Limitations of the Study

The major limitation of the study was that the allocation to each group was at the discretion of the treating physician and the two groups are probably not similar in terms of severity of portal hypertension. This is illustrated by the fact that the splenectomy group had a significantly higher number of prior bleeding episodes (3.25 versus 2.24, p < 0.001). This could explain the lack of survival benefit and may have underestimated the differences in rebleeding rates between the two groups. The retrospective and monocentric nature of the study constituted additional limitations of the study inducing a bias in our research. Other associated factors that could influence prognosis were not studied and long-term follow-up could not be performed. The presence of selection bias remains possible in patients who underwent splenectomy + EVL.

Conclusion

EVL associated with splenectomy is more effective than EVL alone in reducing the risk of recurrence of variceal bleeding in patients with HSS. Because of the lack of current recommendations or consensus on the management of HSS, splenectomy combined with EVL may be a feasible method to prevent recurrence of variceal bleeding. However, our study is inconclusive in predicting the risk of mortality associated with each method.
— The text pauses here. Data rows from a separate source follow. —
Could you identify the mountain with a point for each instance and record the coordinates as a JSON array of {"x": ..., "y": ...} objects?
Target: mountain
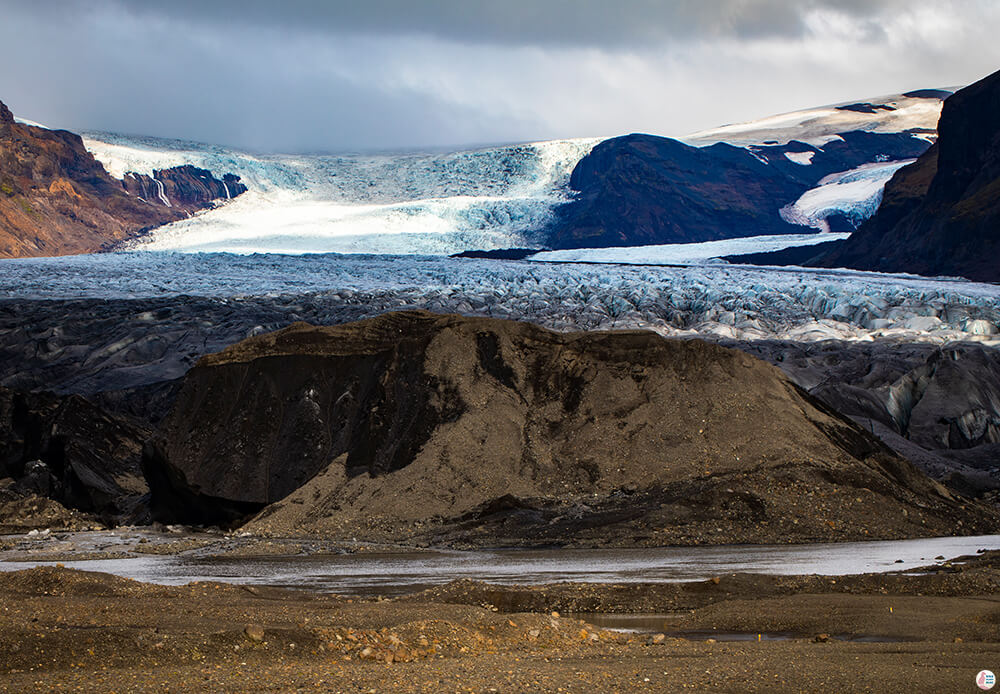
[
  {"x": 645, "y": 190},
  {"x": 491, "y": 432},
  {"x": 56, "y": 199},
  {"x": 941, "y": 214}
]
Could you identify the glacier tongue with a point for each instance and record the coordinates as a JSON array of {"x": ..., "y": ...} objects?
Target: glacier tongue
[
  {"x": 853, "y": 194},
  {"x": 738, "y": 302}
]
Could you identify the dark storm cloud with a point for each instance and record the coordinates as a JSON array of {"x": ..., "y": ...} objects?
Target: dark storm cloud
[
  {"x": 565, "y": 22},
  {"x": 370, "y": 74}
]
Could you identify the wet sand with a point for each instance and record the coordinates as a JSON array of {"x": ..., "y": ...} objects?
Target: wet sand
[{"x": 67, "y": 630}]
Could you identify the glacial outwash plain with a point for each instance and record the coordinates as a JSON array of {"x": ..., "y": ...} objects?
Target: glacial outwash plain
[{"x": 632, "y": 414}]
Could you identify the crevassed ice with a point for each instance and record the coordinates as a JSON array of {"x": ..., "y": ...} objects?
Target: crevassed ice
[
  {"x": 423, "y": 203},
  {"x": 738, "y": 302},
  {"x": 855, "y": 194}
]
Thus, a new prospective, multicenter, long-term study is needed to indicate this therapeutic method for the prevention of morbidity and mortality related to complications of HSS.

Data Sharing Statement

Data supporting the conclusions of this study are available from the corresponding author on reasonable request.

Ethical Considerations

This study was ethically and scientifically approved by ethic committee of University Hospital Joseph Raseta Befelatanana, with a waiver for informed consent as all patients were de-identified. All study procedures were conducted in accordance with the Declaration of Helsinki. All authors had access to the study data and reviewed and approved the final manuscript before submission.

Acknowledgments

The authors would like to thank the members of the Gastroenterology Unit of the Joseph Raseta Befelatanana University Hospital, Visceral Surgery Unit, UH Joseph Ravoahangy Andrianavalona, Antananarivo, and Visceral Surgery Unit, UH Tambohobe, Fianarantsoa, Madagascar.

Author Contributions

All authors made a significant contribution to the work reported, whether that is in the conception, study design, execution, acquisition of data, analysis and interpretation, or in all these areas; took part in drafting, revising or critically reviewing the article; gave final approval of the version to be published; have agreed on the journal to which the article has been submitted; and agree to be accountable for all aspects of the work.

Disclosure

The authors declare that they have no conflicts of interest in relation to this work.